Current rubric status:
- Reasoning Under Ambiguity: v1.0.0, calibrated, in production.
- Learning Velocity, Communication Architecture, Creative Problem Decomposition, Judgment Calibration, Stakeholder Navigation: v0.1.0 interim. These rubrics are structurally complete and follow the same template as v1.0.0, but have not yet been calibrated against ≥500 real respondent responses by the I-O psychology partner. Calibration to v1.0.0 is a Phase 3 deliverable; the calibration sample is being collected now.
Every score in your report carries the rubric version that produced it. If a rubric is re-calibrated later, your historical score remains tied to its original version and can be re-evaluated against the new version on request.
Test integrity
SPARK is a developmental feedback instrument. A report is only useful to you if it reflects how you actually reason, which means responses have to be your own. The current assessment surface enforces this with two soft controls:
- Honor-code acknowledgement. Before any task is shown, you check a box committing not to use AI tools to draft or substantially edit your responses. The acknowledgement is timestamped and recorded with your session.
- Paste disabled on the response field. You cannot paste into the response textarea. The response has to be typed. This is a friction-based deterrent, not a perfect detector — but it ends low-effort paste-from-AI workflows and makes the social contract explicit.
We do not currently run AI-text classifiers on submitted responses. The construct we score (structured reasoning in prose) is precisely the pattern AI models produce well, which would make classifier-based detection unreliable in both directions and unfair to careful writers. As SPARK moves toward any hiring-credential positioning, real proctoring (live sessions, multi-modal evidence, behavioral telemetry) is documented as a Phase 3 requirement in the open-decisions register (OD-21).
Research foundation
The SPARK methodology is informed by research across seven knowledge domains: psychometric theory and validity frameworks, situational judgment testing and constructed response assessment, AI scoring reliability and LLM evaluation, fairness and adverse impact analysis, the six capacity dimensions (reasoning under ambiguity, learning velocity, communication architecture, creative problem decomposition, judgment calibration, and stakeholder navigation), automated essay scoring methodology, and U.S. employment law. The full research bibliography is available below.

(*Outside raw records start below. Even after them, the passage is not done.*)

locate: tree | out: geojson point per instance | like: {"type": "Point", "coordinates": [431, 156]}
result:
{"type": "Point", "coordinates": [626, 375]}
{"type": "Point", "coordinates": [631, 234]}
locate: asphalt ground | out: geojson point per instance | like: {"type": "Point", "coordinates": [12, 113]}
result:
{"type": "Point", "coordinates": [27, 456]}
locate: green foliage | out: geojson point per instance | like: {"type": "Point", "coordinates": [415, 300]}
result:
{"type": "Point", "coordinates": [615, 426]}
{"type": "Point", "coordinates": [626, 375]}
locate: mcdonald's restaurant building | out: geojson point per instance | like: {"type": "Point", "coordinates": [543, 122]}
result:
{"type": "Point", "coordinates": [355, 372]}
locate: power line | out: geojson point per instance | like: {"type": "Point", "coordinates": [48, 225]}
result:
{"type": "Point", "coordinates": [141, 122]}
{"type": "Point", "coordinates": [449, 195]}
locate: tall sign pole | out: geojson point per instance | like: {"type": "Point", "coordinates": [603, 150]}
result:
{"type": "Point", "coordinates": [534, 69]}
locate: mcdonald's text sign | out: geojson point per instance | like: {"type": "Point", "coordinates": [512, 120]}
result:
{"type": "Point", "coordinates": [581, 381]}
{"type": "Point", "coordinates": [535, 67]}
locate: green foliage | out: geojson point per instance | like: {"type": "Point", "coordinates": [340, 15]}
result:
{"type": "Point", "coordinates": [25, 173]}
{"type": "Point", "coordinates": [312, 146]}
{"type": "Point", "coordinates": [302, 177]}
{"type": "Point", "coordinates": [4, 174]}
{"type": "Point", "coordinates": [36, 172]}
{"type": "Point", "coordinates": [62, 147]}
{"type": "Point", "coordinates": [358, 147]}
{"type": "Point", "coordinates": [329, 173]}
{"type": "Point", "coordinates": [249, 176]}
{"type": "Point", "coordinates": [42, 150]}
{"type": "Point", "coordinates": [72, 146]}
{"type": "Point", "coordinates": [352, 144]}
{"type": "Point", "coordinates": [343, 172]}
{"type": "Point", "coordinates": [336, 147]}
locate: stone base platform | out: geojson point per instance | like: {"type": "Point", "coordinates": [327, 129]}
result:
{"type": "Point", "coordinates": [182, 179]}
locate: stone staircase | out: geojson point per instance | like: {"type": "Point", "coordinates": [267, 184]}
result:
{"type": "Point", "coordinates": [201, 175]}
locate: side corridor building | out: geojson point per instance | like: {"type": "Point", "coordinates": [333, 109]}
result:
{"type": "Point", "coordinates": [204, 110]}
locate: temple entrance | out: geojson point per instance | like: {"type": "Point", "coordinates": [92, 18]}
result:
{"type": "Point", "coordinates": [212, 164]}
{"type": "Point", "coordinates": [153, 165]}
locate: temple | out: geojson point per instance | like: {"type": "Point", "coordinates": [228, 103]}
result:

Built on 275+ peer-reviewed studies, professional standards, and legal authorities.
Bibliography PDF is being finalized. The link will appear here once the document is published.
Limitations and intended use
Use for development, not employment decisions. SPARK is positioned as developmental feedback for individuals and teams. Scores are not designed for hiring, firing, performance review, promotion, or compensation decisions. Using AI-scored assessments in employment decisions triggers EEOC UGESP, NYC Local Law 144, Illinois HB 3773, and Colorado SB 24-205 compliance obligations that SPARK is not yet built to satisfy. The five interim rubrics specifically have not been validated for employment use and will not be until the Phase 3 calibration study completes.
The construct is reasoning in writing, not real-world performance. A high SPARK score indicates the candidate can demonstrate the cognitive moves in writing under low time pressure. Whether they do so in their actual work is a different question that SPARK does not measure.
Generative AI can produce competent SPARK responses. A candidate who uses an AI tool to write their responses may score well. Test-integrity controls for the commercial version are documented in OD-21 of the repo's open-decisions register. For the current developmental positioning, this is acceptable; for any future hiring-credential positioning it would not be.